When a Cached Dataset is created it will be initialized with status=Created. Shortly after (typically within a minute) it will be picked up by our scheduler and start its bootstrapping process (status=Bootstrapping), which may last anywhere from a few seconds to multiple hours depending on the amount of data to crunch. Here is an example response showing the new “status” field:

{
  "project_id":"5011efa95f546f2ce2000000",
  "organization_id":"4f3846eaa8438d17fb000001",
  "dataset_name":"count-purchases-gte-100-by-country-daily",
  "display_name":"Count Daily Product Purchases Over $100 by Country",
  "query": { … },
  "index_by":["product.id"],
  "last_scheduled_date":"2016-11-04T18:52:36.323Z",
  "latest_subtimeframe_available":"2016-11-05T00:00:00.000Z",
  "milliseconds_behind": 3600000,
  "status": "Bootstrapping"
}

During the bootstrapping phase the “GET Dataset results” operation will return 503 SERVICE_UNAVAILABLE and provide an error message indicating that bootstrapping hasn’t finished yet.

{
  "message": "The Cached Dataset hasn't finished bootstrapping yet.
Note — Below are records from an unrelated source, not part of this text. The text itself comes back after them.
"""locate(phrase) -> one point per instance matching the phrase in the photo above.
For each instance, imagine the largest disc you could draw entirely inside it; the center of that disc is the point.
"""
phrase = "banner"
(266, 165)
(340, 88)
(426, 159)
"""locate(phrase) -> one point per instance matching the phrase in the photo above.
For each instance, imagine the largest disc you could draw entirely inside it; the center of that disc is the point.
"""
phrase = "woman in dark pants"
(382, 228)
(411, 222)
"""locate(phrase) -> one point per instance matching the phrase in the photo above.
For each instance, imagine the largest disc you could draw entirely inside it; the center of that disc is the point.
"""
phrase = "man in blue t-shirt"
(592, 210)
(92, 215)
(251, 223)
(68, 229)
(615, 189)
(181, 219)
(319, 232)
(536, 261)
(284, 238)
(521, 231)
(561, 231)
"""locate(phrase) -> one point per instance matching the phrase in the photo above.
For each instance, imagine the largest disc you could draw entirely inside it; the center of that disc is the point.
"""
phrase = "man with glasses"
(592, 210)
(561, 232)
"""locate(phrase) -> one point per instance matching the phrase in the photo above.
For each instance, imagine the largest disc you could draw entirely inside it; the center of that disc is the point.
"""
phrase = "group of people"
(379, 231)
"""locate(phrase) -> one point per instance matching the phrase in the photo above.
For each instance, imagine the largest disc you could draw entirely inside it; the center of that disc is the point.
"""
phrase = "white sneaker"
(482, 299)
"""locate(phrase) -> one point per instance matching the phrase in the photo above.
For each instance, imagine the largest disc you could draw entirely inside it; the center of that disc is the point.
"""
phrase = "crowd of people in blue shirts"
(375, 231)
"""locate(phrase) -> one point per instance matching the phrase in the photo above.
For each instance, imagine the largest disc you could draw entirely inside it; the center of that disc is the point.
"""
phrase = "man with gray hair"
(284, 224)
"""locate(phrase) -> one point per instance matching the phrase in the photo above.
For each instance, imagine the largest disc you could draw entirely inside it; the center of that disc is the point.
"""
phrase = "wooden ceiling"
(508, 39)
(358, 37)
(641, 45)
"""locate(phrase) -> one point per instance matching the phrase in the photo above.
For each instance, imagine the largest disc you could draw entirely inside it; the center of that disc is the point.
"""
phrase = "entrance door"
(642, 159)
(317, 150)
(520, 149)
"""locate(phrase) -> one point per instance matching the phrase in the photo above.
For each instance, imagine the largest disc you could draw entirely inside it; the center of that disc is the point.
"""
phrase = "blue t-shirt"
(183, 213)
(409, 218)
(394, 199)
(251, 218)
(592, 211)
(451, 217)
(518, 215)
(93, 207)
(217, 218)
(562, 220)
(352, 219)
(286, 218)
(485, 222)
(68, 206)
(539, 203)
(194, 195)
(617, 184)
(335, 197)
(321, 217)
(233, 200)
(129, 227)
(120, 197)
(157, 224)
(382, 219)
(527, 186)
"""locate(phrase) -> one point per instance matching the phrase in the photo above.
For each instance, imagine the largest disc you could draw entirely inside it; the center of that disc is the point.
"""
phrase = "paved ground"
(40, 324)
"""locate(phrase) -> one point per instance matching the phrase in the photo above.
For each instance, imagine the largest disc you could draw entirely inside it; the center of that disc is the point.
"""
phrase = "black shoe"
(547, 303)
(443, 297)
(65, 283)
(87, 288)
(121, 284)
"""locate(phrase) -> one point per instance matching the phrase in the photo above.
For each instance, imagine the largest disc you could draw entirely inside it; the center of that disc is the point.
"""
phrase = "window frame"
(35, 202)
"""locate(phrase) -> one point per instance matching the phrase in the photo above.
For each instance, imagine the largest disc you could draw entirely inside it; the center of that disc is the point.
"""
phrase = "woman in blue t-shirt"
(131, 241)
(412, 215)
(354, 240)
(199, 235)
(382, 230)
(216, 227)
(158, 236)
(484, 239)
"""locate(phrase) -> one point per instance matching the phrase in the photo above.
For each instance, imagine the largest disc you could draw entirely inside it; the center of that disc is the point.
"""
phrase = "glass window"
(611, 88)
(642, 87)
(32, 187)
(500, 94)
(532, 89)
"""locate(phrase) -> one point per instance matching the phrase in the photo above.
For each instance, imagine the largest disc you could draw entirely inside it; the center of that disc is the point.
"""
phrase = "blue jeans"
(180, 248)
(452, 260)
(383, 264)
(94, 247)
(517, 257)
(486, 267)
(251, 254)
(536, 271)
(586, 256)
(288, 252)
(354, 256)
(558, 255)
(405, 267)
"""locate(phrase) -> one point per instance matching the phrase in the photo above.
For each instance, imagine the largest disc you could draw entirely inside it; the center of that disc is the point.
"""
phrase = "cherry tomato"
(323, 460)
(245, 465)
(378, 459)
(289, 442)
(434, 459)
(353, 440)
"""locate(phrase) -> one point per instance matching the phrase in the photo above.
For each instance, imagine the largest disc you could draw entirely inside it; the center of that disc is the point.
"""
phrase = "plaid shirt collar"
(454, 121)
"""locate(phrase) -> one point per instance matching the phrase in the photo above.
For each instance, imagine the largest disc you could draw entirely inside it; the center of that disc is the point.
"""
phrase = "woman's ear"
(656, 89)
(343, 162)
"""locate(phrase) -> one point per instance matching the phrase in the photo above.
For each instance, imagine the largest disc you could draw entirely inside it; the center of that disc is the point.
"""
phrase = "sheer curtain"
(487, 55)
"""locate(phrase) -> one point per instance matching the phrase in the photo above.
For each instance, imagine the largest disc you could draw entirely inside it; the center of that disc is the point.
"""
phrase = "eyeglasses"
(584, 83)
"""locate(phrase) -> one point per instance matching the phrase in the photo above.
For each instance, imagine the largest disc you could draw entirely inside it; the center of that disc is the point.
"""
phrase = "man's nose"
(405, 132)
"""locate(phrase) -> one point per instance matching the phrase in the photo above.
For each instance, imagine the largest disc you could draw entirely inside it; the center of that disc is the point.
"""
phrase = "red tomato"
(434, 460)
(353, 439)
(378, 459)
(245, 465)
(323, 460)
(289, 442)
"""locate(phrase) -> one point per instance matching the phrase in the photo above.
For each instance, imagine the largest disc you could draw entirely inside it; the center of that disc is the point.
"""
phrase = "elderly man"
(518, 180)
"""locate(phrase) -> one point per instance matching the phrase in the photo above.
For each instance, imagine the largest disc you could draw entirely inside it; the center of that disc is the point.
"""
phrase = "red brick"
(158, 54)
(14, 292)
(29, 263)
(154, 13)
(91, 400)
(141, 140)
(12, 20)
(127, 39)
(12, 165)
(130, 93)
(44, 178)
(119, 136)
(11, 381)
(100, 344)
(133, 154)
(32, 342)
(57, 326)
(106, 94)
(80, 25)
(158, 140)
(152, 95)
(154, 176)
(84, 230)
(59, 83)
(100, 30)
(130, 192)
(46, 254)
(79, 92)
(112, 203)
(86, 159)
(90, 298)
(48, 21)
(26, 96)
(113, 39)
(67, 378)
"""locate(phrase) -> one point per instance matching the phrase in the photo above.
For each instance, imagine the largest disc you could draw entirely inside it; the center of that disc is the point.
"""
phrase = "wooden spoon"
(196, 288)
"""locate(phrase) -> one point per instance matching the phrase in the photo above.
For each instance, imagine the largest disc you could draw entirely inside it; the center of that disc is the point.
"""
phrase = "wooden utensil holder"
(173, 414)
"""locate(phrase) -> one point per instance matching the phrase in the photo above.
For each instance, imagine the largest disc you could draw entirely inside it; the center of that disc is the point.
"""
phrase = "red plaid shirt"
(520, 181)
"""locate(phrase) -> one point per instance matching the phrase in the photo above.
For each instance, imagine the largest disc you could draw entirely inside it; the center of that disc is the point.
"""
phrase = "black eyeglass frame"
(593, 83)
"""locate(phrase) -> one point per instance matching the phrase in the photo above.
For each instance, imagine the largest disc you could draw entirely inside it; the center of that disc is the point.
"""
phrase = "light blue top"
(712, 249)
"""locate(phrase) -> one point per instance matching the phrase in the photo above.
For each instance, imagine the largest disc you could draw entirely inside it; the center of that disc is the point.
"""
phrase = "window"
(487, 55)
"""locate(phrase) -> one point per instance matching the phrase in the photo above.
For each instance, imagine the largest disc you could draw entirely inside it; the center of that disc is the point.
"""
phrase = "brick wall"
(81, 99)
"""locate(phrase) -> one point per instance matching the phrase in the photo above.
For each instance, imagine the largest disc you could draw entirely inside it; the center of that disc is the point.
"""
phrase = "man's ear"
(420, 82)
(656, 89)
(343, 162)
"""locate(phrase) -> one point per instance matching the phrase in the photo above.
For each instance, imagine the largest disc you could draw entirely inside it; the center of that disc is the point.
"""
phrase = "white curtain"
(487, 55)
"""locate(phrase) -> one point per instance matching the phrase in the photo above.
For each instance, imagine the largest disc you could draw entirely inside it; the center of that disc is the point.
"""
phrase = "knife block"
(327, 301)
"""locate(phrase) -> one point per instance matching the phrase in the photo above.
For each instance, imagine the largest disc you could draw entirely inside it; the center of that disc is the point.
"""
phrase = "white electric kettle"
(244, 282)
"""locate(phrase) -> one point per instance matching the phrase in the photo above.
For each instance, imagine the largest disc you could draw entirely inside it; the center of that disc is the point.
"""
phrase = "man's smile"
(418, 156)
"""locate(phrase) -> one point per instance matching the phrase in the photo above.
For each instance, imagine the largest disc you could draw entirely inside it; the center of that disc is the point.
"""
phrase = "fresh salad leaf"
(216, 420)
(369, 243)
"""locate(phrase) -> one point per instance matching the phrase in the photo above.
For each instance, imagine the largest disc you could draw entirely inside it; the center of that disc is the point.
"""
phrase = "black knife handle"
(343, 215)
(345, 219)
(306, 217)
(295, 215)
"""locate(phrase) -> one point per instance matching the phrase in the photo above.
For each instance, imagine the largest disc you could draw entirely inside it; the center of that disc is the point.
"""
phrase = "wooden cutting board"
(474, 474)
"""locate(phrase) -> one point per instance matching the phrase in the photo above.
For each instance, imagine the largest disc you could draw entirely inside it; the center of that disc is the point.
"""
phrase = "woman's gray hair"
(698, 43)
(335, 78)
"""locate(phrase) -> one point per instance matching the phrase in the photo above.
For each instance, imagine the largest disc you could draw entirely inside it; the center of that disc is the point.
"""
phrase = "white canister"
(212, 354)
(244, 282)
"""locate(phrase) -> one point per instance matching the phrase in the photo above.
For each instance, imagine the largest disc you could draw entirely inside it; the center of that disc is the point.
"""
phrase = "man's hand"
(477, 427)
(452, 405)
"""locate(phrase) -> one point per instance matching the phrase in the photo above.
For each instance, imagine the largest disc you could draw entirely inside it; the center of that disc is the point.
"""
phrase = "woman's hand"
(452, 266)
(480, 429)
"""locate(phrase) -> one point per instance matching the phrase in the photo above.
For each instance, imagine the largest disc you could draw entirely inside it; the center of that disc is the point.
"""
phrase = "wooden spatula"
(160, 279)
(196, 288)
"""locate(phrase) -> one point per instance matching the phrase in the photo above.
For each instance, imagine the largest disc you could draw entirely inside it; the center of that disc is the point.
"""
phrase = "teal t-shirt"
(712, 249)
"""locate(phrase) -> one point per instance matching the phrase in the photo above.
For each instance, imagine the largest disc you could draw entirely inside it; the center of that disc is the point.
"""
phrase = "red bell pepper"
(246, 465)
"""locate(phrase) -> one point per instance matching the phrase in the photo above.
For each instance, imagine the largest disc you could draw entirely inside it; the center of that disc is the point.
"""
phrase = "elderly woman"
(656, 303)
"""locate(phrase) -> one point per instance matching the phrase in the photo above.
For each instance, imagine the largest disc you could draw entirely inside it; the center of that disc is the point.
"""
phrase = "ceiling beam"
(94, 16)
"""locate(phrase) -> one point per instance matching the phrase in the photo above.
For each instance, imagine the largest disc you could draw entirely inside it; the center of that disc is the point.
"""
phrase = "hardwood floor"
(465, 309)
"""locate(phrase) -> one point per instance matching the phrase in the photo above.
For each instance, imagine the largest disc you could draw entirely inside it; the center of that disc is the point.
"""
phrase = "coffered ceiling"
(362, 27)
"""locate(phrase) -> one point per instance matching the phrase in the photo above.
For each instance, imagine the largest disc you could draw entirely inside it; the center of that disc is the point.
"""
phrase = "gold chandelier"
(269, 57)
The result is not available. Monitor the status using GET Dataset definition."
}

Only after the bootstrapping phase finishes successfully (status=OK) will the Cached Dataset be available for retrieving results. In the rare case of a Cached Dataset bootstrapping failure (status=BootstrappingFailed), the GET Dataset definition operation provides a descriptive error message. It is also impossible to retrieve a specific index_by value’s result from a Cached Dataset that failed.

Status for existing Cached Datasets

The GET Dataset Definition operation will return a new “status” field for existing Cached Datasets, as well as for Cached Datasets that have successfully finished the bootstrapping phase. A status of “OK” indicates that the Cached Dataset did not encounter any errors during internal updates. A status of “Warn” indicates that a Cached Dataset is facing some issues; in this case a descriptive error message will be provided to help diagnose and fix the issue.

A Cached Dataset that is in the “Warn” state may still be queried, but care should be taken as some data might be incomplete.

Fixing Warnings and Errors

If a Cached Dataset fails bootstrapping you will need to review and address the errors. This can be done by explicitly excluding certain index_by values and/or sub-timeframes using filters, or by removing group_by properties.

Summary

We do hope that our effort in making Cached Datasets easier to work with will make building your customer-facing metrics with Keen an awesome experience. If you have any suggestions feel free to use our Canny board.